Lessons

Week 1: We started out Project WOW by giving them a broad overview of the Civil Rights Era. In the first lesson,  we gave them different events to place on a timeline. They had to get them as close to the right year that they could and then we went over them as a group. They re-wrote these events onto the timeline once they were in the correct spot. Next, we gave them pictures to add to some of the events. Our end result was a large timeline to hang for the open house.

                                           

Week 2: Our main focus of this lesson was on vocabuary. We wanted to students to have an understanding of terms that go along with the civil rights era. Each student wrote out some ideas of what they thought terms meant and used them in a sentence. They were then given index cards and pictures and were to write the words on the card and then paste the picture on the back. We have added to these each week when we learn new vocabulary.


Week 3: Ida B. Wells was a journalist and protested through her writing. This week the girls had the chance to be a journalist. They, like Ida had to come up with a topic that they felt strongly about. They wrote and illustrated their own newspaper discusssing the topic of their choice.


Week 4: After discussing the different types of protesting, the girls had to come up with another topic to protest. We discussed the differences in issues that were protested during the Civil Rights era and issues being protested today. They chose one of these topics to protest. They made a protest sign and came up with a chant or slogan to go along with it. Once they finished the slogan, they protested this idea for each other.

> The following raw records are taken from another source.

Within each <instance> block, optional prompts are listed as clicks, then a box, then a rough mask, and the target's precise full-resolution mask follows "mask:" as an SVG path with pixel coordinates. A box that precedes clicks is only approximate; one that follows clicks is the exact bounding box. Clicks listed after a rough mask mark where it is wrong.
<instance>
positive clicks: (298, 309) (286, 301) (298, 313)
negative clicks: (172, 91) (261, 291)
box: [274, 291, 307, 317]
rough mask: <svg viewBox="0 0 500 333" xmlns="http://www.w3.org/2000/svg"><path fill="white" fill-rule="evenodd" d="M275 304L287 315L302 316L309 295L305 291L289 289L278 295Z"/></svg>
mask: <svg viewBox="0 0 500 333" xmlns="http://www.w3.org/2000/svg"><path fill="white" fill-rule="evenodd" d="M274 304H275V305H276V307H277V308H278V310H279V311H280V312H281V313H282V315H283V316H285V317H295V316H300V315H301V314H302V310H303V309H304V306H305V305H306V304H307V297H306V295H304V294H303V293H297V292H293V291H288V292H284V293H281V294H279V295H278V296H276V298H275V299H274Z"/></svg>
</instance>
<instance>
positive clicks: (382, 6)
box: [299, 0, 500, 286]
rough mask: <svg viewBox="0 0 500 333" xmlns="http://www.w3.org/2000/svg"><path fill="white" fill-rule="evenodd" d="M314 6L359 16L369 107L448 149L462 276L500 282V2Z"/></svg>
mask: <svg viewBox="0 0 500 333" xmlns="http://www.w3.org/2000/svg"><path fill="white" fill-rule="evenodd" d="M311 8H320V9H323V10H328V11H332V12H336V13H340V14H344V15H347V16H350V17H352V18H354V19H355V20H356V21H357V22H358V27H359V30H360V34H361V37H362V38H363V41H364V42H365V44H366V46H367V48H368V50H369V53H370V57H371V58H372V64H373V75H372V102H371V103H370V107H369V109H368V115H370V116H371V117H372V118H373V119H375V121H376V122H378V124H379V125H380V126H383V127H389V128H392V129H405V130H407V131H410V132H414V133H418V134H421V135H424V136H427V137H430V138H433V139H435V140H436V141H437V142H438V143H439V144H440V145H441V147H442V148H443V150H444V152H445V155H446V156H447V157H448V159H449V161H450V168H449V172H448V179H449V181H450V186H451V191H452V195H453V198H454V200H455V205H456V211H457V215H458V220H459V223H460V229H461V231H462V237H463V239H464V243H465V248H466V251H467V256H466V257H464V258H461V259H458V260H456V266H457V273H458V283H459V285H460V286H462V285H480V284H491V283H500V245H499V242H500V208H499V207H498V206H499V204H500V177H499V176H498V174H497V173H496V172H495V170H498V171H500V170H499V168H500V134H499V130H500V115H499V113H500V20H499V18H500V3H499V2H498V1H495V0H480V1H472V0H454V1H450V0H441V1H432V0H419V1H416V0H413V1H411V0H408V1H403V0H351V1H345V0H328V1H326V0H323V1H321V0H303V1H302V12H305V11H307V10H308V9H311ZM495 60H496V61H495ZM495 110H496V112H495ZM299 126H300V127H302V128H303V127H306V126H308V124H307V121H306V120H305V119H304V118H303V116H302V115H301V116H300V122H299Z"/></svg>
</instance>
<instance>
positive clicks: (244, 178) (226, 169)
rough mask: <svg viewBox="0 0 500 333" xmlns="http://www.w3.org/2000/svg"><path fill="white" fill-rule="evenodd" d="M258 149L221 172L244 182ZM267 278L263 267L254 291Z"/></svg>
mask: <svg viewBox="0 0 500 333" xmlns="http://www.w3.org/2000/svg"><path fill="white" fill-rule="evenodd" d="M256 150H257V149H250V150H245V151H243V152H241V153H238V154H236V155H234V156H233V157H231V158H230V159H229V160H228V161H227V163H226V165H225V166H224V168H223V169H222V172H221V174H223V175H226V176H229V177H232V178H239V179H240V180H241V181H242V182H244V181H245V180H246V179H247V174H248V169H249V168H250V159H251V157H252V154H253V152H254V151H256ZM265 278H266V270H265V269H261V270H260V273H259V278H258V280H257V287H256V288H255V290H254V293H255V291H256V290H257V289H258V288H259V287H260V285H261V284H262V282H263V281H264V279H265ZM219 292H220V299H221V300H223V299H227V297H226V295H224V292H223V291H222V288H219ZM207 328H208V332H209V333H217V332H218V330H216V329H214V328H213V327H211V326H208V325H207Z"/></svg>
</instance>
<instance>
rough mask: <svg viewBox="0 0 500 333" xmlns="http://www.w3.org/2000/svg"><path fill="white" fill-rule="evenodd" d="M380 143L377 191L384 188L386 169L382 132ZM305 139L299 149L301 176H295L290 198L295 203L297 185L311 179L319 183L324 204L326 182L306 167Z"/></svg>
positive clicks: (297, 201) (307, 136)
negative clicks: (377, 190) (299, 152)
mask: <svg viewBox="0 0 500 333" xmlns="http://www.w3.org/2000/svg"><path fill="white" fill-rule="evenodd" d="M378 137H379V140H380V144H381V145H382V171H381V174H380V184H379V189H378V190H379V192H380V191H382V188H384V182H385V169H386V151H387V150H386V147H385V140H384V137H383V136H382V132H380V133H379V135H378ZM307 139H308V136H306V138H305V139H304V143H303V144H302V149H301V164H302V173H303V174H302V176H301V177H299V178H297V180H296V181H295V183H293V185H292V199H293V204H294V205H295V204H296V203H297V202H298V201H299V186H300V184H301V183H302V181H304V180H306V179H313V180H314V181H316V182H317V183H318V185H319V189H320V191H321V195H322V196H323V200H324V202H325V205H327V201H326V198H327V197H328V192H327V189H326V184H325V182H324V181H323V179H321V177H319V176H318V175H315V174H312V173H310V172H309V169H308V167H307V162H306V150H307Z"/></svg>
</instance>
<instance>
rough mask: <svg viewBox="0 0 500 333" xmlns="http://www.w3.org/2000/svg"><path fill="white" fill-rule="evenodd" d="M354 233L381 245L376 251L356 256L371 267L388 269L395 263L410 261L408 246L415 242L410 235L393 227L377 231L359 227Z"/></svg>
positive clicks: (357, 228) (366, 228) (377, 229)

Week 5: This week we worked on geography. We discussed the different locations that Ida B. Wells lived in. She was born in Mississippi then moved to Tennessee. From there, she moved to Chicago, Illinois. The girls were to find these places on the map and used a compass to help them find the locations. They also located places that they would like to travel to.

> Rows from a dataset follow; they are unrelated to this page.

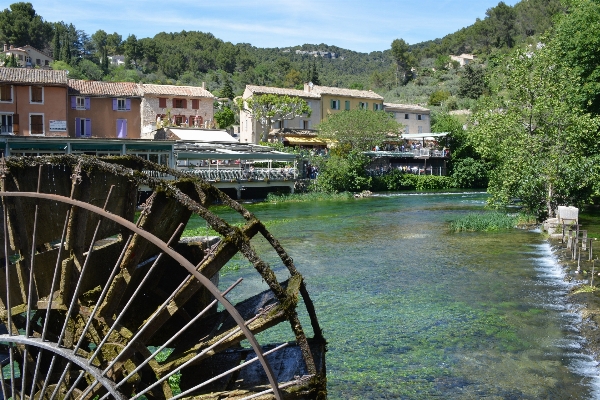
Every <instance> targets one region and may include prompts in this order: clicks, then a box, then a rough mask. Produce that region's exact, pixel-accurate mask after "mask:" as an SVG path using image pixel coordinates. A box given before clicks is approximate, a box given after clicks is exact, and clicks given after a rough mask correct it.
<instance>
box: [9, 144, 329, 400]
mask: <svg viewBox="0 0 600 400" xmlns="http://www.w3.org/2000/svg"><path fill="white" fill-rule="evenodd" d="M142 171H146V172H142ZM148 171H150V172H148ZM161 174H170V175H171V176H175V177H176V178H177V179H176V180H175V181H166V180H162V179H160V178H156V177H152V176H159V175H161ZM0 177H1V184H2V187H1V192H0V196H1V197H2V214H3V215H2V217H1V218H0V222H1V226H0V236H1V237H2V241H1V242H0V243H1V246H2V249H1V250H0V252H1V260H0V262H1V268H0V269H1V271H0V319H1V321H2V323H3V326H0V329H3V331H0V363H1V365H2V367H3V368H2V372H3V376H2V377H1V378H2V379H0V386H1V393H2V395H3V397H4V398H5V399H9V398H12V399H15V400H16V399H26V398H30V399H32V398H35V399H49V400H53V399H65V398H69V399H94V400H103V399H106V398H117V399H137V398H142V399H143V398H147V399H153V398H156V399H168V398H190V397H193V398H210V399H213V398H214V399H217V398H219V399H220V398H228V399H230V398H231V399H234V398H235V399H241V398H277V399H281V398H294V399H296V398H297V399H301V398H302V399H313V398H324V397H326V385H325V359H324V352H325V341H324V339H323V338H322V336H321V330H320V327H319V325H318V321H317V318H316V315H315V312H314V309H313V306H312V302H311V300H310V298H309V296H308V293H307V291H306V288H305V285H304V282H303V280H302V277H301V275H300V274H299V273H298V271H297V270H296V268H295V266H294V264H293V261H292V259H291V258H290V257H289V256H288V255H287V254H286V253H285V251H284V250H283V248H282V247H281V246H280V244H279V243H278V241H277V240H276V239H275V238H274V237H273V236H272V235H271V234H270V233H269V232H268V230H267V229H266V228H265V226H264V225H263V224H262V223H261V222H260V221H259V220H258V219H257V218H256V217H255V216H254V215H252V214H251V213H250V212H248V211H247V210H246V209H244V208H243V207H241V206H240V205H239V204H238V203H236V202H234V201H232V200H231V199H230V198H229V197H227V196H226V195H224V194H223V193H222V192H220V191H219V190H217V189H216V188H214V187H213V186H211V185H209V184H207V183H205V182H203V181H200V180H197V179H196V178H190V177H187V176H185V175H184V174H181V173H178V172H177V171H172V170H168V169H166V168H164V167H161V166H158V165H155V164H151V163H147V162H145V161H142V160H140V159H135V158H118V159H112V160H111V159H109V160H105V161H100V160H99V159H96V158H92V157H83V158H77V157H73V156H60V157H41V158H9V159H7V160H6V161H4V160H2V161H1V162H0ZM140 185H145V186H147V187H150V188H151V189H152V190H153V192H152V195H151V196H150V197H149V198H148V200H147V201H146V202H145V203H144V204H143V206H142V211H141V213H140V214H139V216H138V217H136V204H137V196H138V188H139V186H140ZM215 199H217V200H219V201H220V202H221V203H222V204H224V205H227V206H229V207H231V208H233V209H234V210H235V211H237V212H238V213H240V214H241V216H242V217H243V218H244V220H245V225H243V226H242V227H241V228H240V227H234V226H232V225H230V224H228V223H227V222H225V221H224V220H222V219H221V218H219V217H218V216H217V215H215V214H214V213H212V212H211V211H210V210H209V209H208V206H209V205H210V203H211V201H213V200H215ZM192 213H196V214H198V215H199V216H201V217H202V218H204V219H205V220H206V221H207V224H208V225H210V226H211V227H212V228H213V229H214V230H215V231H216V232H218V234H219V237H220V240H219V238H217V239H216V240H215V241H214V242H207V241H199V240H198V241H188V242H183V241H180V236H181V233H182V230H183V227H184V226H185V225H186V223H187V221H188V219H189V218H190V216H191V215H192ZM257 235H259V236H261V237H264V238H265V239H266V240H267V241H268V242H269V243H270V244H271V245H272V246H273V248H274V250H275V251H276V252H277V254H278V255H279V256H280V258H281V262H282V264H283V265H285V266H286V267H287V270H288V272H289V279H287V280H286V281H285V282H278V281H277V279H276V277H275V274H274V273H273V271H272V270H271V268H270V267H269V265H267V263H265V262H264V261H263V260H262V259H261V258H260V257H259V255H258V254H256V252H255V251H254V249H253V247H252V245H251V241H252V239H253V238H254V237H255V236H257ZM236 254H241V255H243V256H244V257H245V258H246V259H247V260H248V261H250V262H251V263H252V264H253V266H254V268H255V270H256V271H257V272H258V273H259V274H260V275H261V276H262V279H263V280H264V282H266V284H267V285H268V290H266V291H264V292H261V293H256V294H255V295H253V296H251V297H249V298H246V299H245V300H243V301H240V302H238V303H237V304H232V303H230V302H229V301H228V300H227V298H226V296H227V294H228V292H229V291H231V290H236V287H235V286H236V285H238V284H242V285H243V282H241V283H240V281H241V279H240V280H238V281H236V282H235V283H234V284H233V285H232V286H231V287H229V288H226V289H225V290H219V288H218V285H217V284H218V277H219V271H220V269H221V268H222V267H223V266H224V265H225V264H226V263H227V262H228V261H229V260H230V259H231V258H232V257H233V256H234V255H236ZM298 304H302V305H303V306H305V307H306V309H307V314H308V316H309V318H310V325H311V327H310V328H311V330H312V332H314V337H313V338H311V339H309V338H307V336H306V335H305V333H304V329H303V326H302V324H301V322H300V319H299V318H298V314H297V312H296V308H297V305H298ZM282 323H283V324H284V325H283V326H287V328H286V329H290V330H291V332H292V334H293V336H292V337H293V338H295V340H292V341H290V342H287V343H280V344H262V345H261V344H260V343H258V341H257V340H256V338H255V336H254V335H255V334H257V333H259V332H262V331H265V330H268V329H271V328H273V327H274V326H276V325H279V324H282ZM242 344H244V345H242Z"/></svg>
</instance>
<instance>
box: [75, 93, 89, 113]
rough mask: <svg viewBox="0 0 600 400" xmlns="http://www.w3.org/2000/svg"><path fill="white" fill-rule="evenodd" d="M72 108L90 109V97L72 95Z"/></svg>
mask: <svg viewBox="0 0 600 400" xmlns="http://www.w3.org/2000/svg"><path fill="white" fill-rule="evenodd" d="M71 108H72V109H73V110H89V109H90V98H89V97H80V96H71Z"/></svg>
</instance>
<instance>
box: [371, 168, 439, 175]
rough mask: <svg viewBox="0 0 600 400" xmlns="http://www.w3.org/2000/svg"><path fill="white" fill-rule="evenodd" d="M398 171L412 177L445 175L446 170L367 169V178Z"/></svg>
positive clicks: (413, 169)
mask: <svg viewBox="0 0 600 400" xmlns="http://www.w3.org/2000/svg"><path fill="white" fill-rule="evenodd" d="M396 170H397V171H400V172H404V173H406V174H414V175H439V176H445V175H446V168H444V167H431V166H429V167H425V168H423V166H393V167H392V168H372V169H367V175H368V176H384V175H387V174H390V173H392V171H396Z"/></svg>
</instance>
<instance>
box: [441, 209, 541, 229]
mask: <svg viewBox="0 0 600 400" xmlns="http://www.w3.org/2000/svg"><path fill="white" fill-rule="evenodd" d="M532 221H535V218H533V217H532V216H528V215H525V214H507V213H503V212H500V211H487V212H474V213H469V214H467V215H465V216H463V217H461V218H458V219H456V220H454V221H451V222H450V230H451V231H453V232H495V231H502V230H507V229H512V228H516V227H517V226H518V225H523V224H530V223H532Z"/></svg>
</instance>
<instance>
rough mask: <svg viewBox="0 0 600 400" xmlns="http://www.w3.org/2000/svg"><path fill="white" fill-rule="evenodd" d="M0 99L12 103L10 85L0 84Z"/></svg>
mask: <svg viewBox="0 0 600 400" xmlns="http://www.w3.org/2000/svg"><path fill="white" fill-rule="evenodd" d="M0 101H6V102H10V103H12V85H0Z"/></svg>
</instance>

Week 6: This was our last week of lessons. This week we tied everything together. The main focus of the lesson was on Civil Right's activists that helped Ida. Ida did not do everything alone, many people stood with her. The girls made a flip chart with facts about important civil right's leaders. They then put pictures of the famous leaders onto popsicle sticks and put them in a piece of styrofoam. This was to represent that they all stood together.